A pastoral, fiel à memória bíblica que dá testemunho de Deus, que liberta aos pequenos da opressão dos arrogantes, unida à leitura dos sinais dos tempos, está sendo convocada a ser formulada, a partir desta opção social, que procura concretizar a opção pela vida. Porque mais vida é uma opção em favor daqueles que praticamente não têm vida. Isto significa, por exemplo, que a pastoral deve interessar-se e participar nas lutas dos camponeses pela reforma agrária; nas reivindicações dos sindicatos que procuram não somente uma melhor distribuição da renda, mas também a criação de estruturas que permitam o desenvolvimento do bem-estar humano de maneira eqüitativa para todos etc.
Para as Igrejas Evangélicas, isto supõe superar aquela atitude que as leva a se distanciar dos problemas sociais. Esse "isolamento do mundo" revela uma inconsciência da presença atuante do Espírito Santo de Deus na história. A ação de Deus é livre e soberana. Portanto, aqueles que têm fé são chamados a unir-se à mesma. Não se pode esquecer que as "portas do inferno não prevalecerão frente à Igreja" (Mt 16.18). Muitas vezes, entende-se este dito de Jesus como se as portas das Igrejas fossem conter os embates das forças do mal. Mas, como se acaba de ver, a proposição de Jesus não chama a adotar atitudes defensivas. Num momento da história latino-americana quando os setores populares, aqueles dos quais é o Reino, tomam a iniciativa da história, as Igrejas não têm argumentos válidos, segundo o ponto de vista do Evangelho, para evitar unir-se a seu movimento, a optar por eles.
NOTAS
1. Esse texto é parte do Capítulo IV, Cristo Tomando Forma na Sociedade e na Igreja, do livro Pelas Trilhas do Mundo, a caminho do Reino, de Julio de Santa Ana, publicado em 1985 pela Imprensa Metodista e Faculdade de Teologia da Igreja Metodista, e pode ser lido e copiado gratuitamente no site www.biblioteca.metodista.org.br.

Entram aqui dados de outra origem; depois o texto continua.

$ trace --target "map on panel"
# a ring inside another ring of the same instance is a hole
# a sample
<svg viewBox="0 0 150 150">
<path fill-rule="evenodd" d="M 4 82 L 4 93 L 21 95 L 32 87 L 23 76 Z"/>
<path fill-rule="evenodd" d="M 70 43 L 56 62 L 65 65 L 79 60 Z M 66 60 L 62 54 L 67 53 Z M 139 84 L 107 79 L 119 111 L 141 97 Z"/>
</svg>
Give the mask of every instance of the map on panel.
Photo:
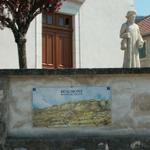
<svg viewBox="0 0 150 150">
<path fill-rule="evenodd" d="M 111 123 L 111 88 L 33 88 L 33 127 L 100 127 Z"/>
</svg>

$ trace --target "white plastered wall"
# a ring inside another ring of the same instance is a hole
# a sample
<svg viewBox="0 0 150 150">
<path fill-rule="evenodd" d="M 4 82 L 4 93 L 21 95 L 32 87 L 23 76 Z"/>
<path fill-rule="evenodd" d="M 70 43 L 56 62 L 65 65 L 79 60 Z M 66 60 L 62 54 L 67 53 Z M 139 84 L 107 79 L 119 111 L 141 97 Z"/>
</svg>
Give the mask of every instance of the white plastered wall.
<svg viewBox="0 0 150 150">
<path fill-rule="evenodd" d="M 73 64 L 75 68 L 121 67 L 119 30 L 133 0 L 67 0 L 61 13 L 73 16 Z M 42 17 L 39 15 L 27 33 L 28 68 L 42 67 Z M 0 31 L 0 68 L 18 68 L 14 37 Z"/>
<path fill-rule="evenodd" d="M 74 68 L 122 67 L 119 32 L 133 0 L 68 0 L 61 12 L 73 15 Z"/>
<path fill-rule="evenodd" d="M 81 68 L 122 67 L 119 32 L 133 0 L 86 0 L 80 9 Z"/>
<path fill-rule="evenodd" d="M 41 25 L 37 22 L 41 24 L 41 16 L 33 20 L 27 32 L 26 54 L 28 68 L 41 68 L 42 65 Z M 17 45 L 12 31 L 8 28 L 0 30 L 0 68 L 19 68 Z"/>
<path fill-rule="evenodd" d="M 18 68 L 17 45 L 7 28 L 0 30 L 0 68 Z"/>
</svg>

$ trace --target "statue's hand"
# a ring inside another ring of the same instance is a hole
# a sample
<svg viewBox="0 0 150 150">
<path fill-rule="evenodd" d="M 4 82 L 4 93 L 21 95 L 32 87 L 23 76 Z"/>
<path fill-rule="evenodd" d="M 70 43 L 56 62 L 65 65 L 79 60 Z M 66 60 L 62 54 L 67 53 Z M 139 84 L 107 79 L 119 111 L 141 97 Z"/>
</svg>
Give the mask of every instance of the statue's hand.
<svg viewBox="0 0 150 150">
<path fill-rule="evenodd" d="M 143 44 L 139 44 L 139 48 L 142 48 L 143 47 Z"/>
<path fill-rule="evenodd" d="M 142 48 L 144 46 L 144 42 L 143 41 L 137 41 L 137 47 L 138 48 Z"/>
<path fill-rule="evenodd" d="M 131 38 L 130 33 L 124 33 L 123 37 L 126 38 L 126 39 Z"/>
</svg>

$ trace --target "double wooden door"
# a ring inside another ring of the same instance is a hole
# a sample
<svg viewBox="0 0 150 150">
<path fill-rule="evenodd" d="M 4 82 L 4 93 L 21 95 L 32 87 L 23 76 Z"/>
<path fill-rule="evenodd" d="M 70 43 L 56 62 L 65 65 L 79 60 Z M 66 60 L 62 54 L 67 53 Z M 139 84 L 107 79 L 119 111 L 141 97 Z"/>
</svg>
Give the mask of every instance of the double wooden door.
<svg viewBox="0 0 150 150">
<path fill-rule="evenodd" d="M 71 19 L 69 16 L 70 21 L 65 22 L 65 18 L 67 18 L 66 15 L 54 14 L 50 21 L 51 24 L 43 23 L 43 68 L 72 68 L 72 29 L 69 25 Z"/>
</svg>

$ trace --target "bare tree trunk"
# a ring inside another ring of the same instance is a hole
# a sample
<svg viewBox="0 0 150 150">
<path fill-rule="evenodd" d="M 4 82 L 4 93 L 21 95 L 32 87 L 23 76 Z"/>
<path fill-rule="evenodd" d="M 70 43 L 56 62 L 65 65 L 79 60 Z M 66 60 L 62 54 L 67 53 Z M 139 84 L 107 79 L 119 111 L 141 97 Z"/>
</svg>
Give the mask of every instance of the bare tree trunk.
<svg viewBox="0 0 150 150">
<path fill-rule="evenodd" d="M 26 39 L 19 38 L 17 40 L 18 47 L 18 57 L 19 57 L 19 68 L 27 69 L 27 61 L 26 61 Z"/>
</svg>

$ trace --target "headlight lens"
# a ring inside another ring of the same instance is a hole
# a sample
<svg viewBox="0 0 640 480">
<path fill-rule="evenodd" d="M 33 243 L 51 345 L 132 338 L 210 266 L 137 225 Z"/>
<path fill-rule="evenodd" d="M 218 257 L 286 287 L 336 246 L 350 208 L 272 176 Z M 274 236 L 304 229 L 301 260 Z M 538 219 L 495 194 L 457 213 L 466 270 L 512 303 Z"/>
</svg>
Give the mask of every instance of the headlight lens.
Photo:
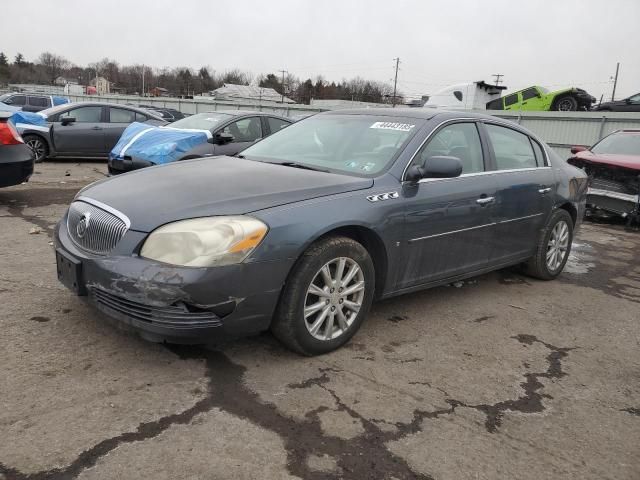
<svg viewBox="0 0 640 480">
<path fill-rule="evenodd" d="M 140 255 L 185 267 L 214 267 L 242 262 L 267 234 L 252 217 L 205 217 L 169 223 L 153 232 Z"/>
</svg>

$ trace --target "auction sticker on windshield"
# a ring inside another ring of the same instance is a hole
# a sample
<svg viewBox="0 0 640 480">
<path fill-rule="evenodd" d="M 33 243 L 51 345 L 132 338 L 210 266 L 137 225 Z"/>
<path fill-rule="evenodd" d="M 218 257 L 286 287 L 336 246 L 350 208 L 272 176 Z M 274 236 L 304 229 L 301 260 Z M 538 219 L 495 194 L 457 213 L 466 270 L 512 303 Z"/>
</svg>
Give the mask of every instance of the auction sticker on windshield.
<svg viewBox="0 0 640 480">
<path fill-rule="evenodd" d="M 415 125 L 411 125 L 410 123 L 376 122 L 369 128 L 382 128 L 384 130 L 399 130 L 401 132 L 408 132 L 413 127 L 415 127 Z"/>
</svg>

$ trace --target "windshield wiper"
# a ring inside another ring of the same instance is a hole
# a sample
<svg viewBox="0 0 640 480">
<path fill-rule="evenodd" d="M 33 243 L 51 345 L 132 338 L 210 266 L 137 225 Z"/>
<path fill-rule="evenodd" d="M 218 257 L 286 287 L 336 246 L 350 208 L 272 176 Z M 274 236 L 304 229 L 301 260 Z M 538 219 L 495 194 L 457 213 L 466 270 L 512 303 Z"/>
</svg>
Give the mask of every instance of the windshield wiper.
<svg viewBox="0 0 640 480">
<path fill-rule="evenodd" d="M 324 172 L 329 173 L 329 170 L 326 168 L 312 167 L 310 165 L 305 165 L 303 163 L 297 162 L 273 162 L 276 165 L 284 165 L 285 167 L 293 167 L 293 168 L 301 168 L 303 170 L 313 170 L 314 172 Z"/>
</svg>

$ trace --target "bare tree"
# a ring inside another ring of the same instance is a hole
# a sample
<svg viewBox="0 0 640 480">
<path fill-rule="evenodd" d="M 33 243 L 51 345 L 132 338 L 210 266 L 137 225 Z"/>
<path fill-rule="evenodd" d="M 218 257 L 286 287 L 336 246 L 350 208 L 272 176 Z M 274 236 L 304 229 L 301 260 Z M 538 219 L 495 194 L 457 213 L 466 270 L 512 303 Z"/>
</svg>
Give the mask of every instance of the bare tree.
<svg viewBox="0 0 640 480">
<path fill-rule="evenodd" d="M 56 78 L 58 78 L 64 70 L 71 66 L 69 60 L 51 52 L 41 53 L 36 63 L 44 67 L 47 79 L 51 85 L 55 83 Z"/>
</svg>

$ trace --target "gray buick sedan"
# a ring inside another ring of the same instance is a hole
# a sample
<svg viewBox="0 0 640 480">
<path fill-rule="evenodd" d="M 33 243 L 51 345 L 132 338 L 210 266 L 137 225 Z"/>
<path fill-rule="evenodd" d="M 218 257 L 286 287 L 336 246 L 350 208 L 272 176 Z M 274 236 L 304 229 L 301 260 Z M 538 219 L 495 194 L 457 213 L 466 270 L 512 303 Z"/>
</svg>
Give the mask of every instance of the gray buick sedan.
<svg viewBox="0 0 640 480">
<path fill-rule="evenodd" d="M 557 277 L 587 177 L 487 115 L 316 115 L 238 157 L 151 167 L 80 191 L 56 228 L 58 277 L 153 341 L 271 329 L 334 350 L 373 300 L 521 264 Z"/>
</svg>

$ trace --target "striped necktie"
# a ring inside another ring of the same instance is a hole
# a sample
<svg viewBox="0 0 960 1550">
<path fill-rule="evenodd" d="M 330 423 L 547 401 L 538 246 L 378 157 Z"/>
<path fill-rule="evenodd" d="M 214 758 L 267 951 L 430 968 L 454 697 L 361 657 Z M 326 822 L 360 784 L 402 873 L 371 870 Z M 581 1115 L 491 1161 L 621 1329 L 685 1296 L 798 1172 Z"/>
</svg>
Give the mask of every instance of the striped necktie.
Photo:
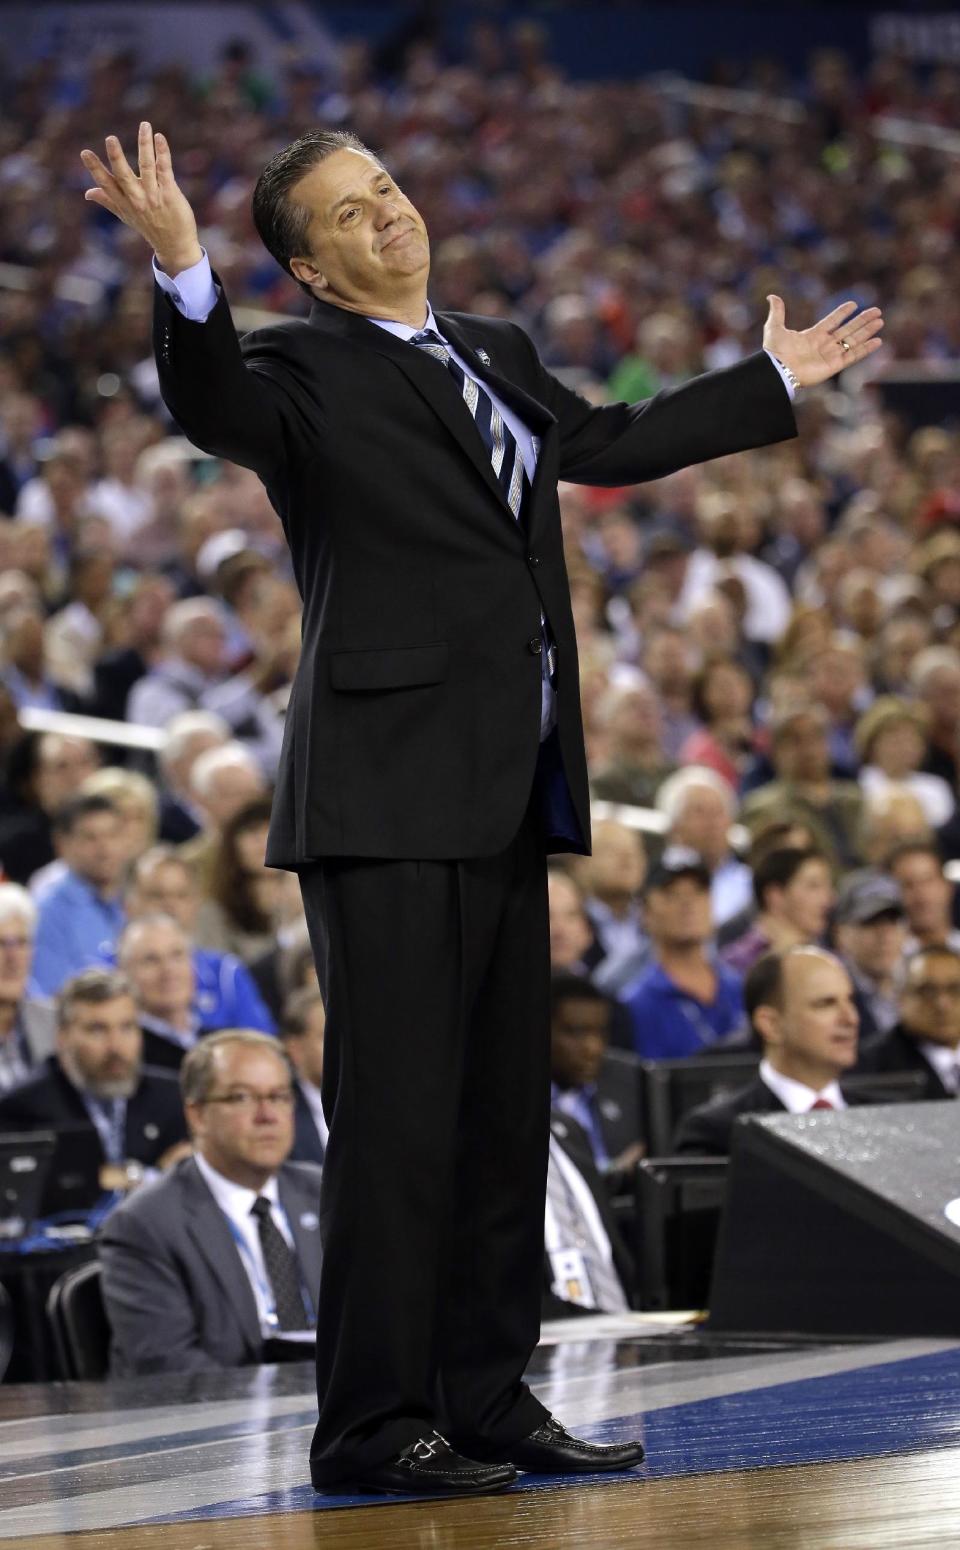
<svg viewBox="0 0 960 1550">
<path fill-rule="evenodd" d="M 435 334 L 433 329 L 421 329 L 419 334 L 411 337 L 410 343 L 446 366 L 460 389 L 460 395 L 470 411 L 473 423 L 480 432 L 480 439 L 487 449 L 503 498 L 519 521 L 524 496 L 529 489 L 529 481 L 516 437 L 504 421 L 503 415 L 486 389 L 472 377 L 465 375 L 439 334 Z"/>
</svg>

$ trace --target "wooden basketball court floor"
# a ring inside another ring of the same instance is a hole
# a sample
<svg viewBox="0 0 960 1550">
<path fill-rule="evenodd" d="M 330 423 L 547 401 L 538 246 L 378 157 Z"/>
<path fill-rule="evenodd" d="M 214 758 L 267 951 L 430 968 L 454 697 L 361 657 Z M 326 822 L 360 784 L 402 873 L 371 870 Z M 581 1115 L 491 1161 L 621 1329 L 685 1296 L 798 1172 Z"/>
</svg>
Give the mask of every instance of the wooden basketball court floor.
<svg viewBox="0 0 960 1550">
<path fill-rule="evenodd" d="M 0 1386 L 0 1540 L 32 1550 L 960 1547 L 960 1342 L 548 1326 L 530 1370 L 640 1470 L 502 1496 L 319 1496 L 307 1365 Z"/>
</svg>

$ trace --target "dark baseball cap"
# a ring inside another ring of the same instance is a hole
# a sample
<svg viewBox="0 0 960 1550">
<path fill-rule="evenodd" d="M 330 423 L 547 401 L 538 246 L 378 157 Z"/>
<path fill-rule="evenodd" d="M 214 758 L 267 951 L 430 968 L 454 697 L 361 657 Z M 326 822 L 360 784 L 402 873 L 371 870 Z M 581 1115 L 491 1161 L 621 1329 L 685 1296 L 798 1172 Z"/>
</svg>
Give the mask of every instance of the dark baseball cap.
<svg viewBox="0 0 960 1550">
<path fill-rule="evenodd" d="M 710 887 L 710 868 L 699 851 L 690 850 L 686 845 L 668 845 L 647 873 L 643 891 L 652 893 L 656 888 L 669 888 L 680 877 L 694 877 L 704 888 Z"/>
<path fill-rule="evenodd" d="M 899 885 L 884 872 L 863 868 L 854 872 L 840 888 L 837 922 L 841 926 L 869 926 L 884 915 L 902 919 L 903 895 Z"/>
</svg>

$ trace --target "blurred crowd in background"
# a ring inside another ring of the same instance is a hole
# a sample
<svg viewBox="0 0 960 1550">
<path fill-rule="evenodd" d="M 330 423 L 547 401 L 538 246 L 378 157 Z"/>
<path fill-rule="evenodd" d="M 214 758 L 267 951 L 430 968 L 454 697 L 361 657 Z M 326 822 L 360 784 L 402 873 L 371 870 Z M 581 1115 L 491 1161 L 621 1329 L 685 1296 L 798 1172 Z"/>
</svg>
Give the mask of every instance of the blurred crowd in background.
<svg viewBox="0 0 960 1550">
<path fill-rule="evenodd" d="M 242 42 L 203 78 L 62 64 L 4 81 L 0 113 L 0 863 L 30 896 L 0 902 L 35 941 L 30 966 L 7 931 L 0 1011 L 119 963 L 176 1065 L 205 1029 L 275 1030 L 313 972 L 296 881 L 263 866 L 299 600 L 255 477 L 160 402 L 150 255 L 84 203 L 80 150 L 167 133 L 242 325 L 307 305 L 254 231 L 259 170 L 350 128 L 426 219 L 435 306 L 514 319 L 589 398 L 635 400 L 757 349 L 771 291 L 796 327 L 882 304 L 878 363 L 956 358 L 960 164 L 878 126 L 956 124 L 960 71 L 765 62 L 733 84 L 766 109 L 736 112 L 565 80 L 529 24 L 476 28 L 458 62 L 416 44 L 389 76 L 356 43 L 335 77 L 271 78 Z M 742 1037 L 744 975 L 802 943 L 844 950 L 861 1033 L 886 1033 L 905 954 L 953 942 L 960 435 L 886 409 L 872 369 L 802 393 L 794 442 L 561 487 L 614 806 L 593 858 L 552 870 L 554 966 L 616 999 L 641 1056 Z M 153 728 L 157 752 L 25 731 L 38 709 Z M 12 1086 L 29 1041 L 6 1050 Z"/>
</svg>

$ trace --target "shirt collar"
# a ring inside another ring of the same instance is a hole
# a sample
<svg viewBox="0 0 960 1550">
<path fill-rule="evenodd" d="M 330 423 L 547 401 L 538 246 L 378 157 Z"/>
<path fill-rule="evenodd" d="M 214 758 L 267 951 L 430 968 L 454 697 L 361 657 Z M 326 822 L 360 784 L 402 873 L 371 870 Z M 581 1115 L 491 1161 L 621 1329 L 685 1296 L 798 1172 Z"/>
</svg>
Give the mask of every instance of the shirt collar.
<svg viewBox="0 0 960 1550">
<path fill-rule="evenodd" d="M 199 1152 L 194 1152 L 194 1161 L 200 1170 L 203 1182 L 206 1184 L 217 1205 L 225 1216 L 236 1223 L 249 1222 L 253 1202 L 260 1195 L 269 1200 L 271 1206 L 279 1204 L 280 1192 L 277 1188 L 277 1176 L 273 1175 L 264 1184 L 261 1190 L 246 1189 L 242 1184 L 234 1184 L 232 1179 L 225 1179 L 222 1173 L 211 1167 L 207 1159 Z"/>
<path fill-rule="evenodd" d="M 388 334 L 393 334 L 396 339 L 410 340 L 414 334 L 421 334 L 424 329 L 429 328 L 432 329 L 438 338 L 443 339 L 444 344 L 447 342 L 443 338 L 442 330 L 437 326 L 437 320 L 429 302 L 427 302 L 427 321 L 424 323 L 423 328 L 411 328 L 409 323 L 396 323 L 393 318 L 367 318 L 367 322 L 376 323 L 378 328 L 385 329 Z"/>
<path fill-rule="evenodd" d="M 948 1092 L 956 1092 L 960 1080 L 960 1056 L 948 1044 L 935 1044 L 932 1039 L 918 1039 L 917 1048 L 928 1065 L 936 1071 Z"/>
<path fill-rule="evenodd" d="M 847 1106 L 840 1091 L 840 1083 L 836 1080 L 828 1082 L 820 1092 L 814 1092 L 805 1082 L 797 1082 L 792 1076 L 784 1076 L 782 1071 L 774 1070 L 769 1060 L 760 1062 L 760 1080 L 791 1114 L 806 1114 L 818 1098 L 825 1099 L 833 1109 L 845 1109 Z"/>
</svg>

2. Um claro exemplo deste tipo de bom pastor foi, nos primeiros tempos da colonização espanhola da América Latina, Frei Bartolomeu de las Casas, amigo dos índios, irmão dos oprimidos. Outro claro exemplo, em nosso tempo, foi Oscar Romero, de quem Pablo Richard e Guillermo Melléndez, Op. Cit., p. 102, assinalam "Pouco a pouco Monsenhor Romero se constituiu na voz dos sem voz. Apesar de sua grande duração, sua homilia dominical, converteu-se no programa radiofônico de maior audiência em El Salvador. Nos últimos anos de sua vida, suas homilias também eram ouvidas em muitos outros países latino-americanos e do mundo". Como pastor também ressaltou com alegria os sinais de esperança que surgiam para o povo, como ocorreu por ocasião da formação da Coordenadoria Revolucionária das Massas, passo importante dado pelo povo salvadorenho no caminho para sua libertação.
3. Benoit Dumas, Op. Cit., pp. 19-20.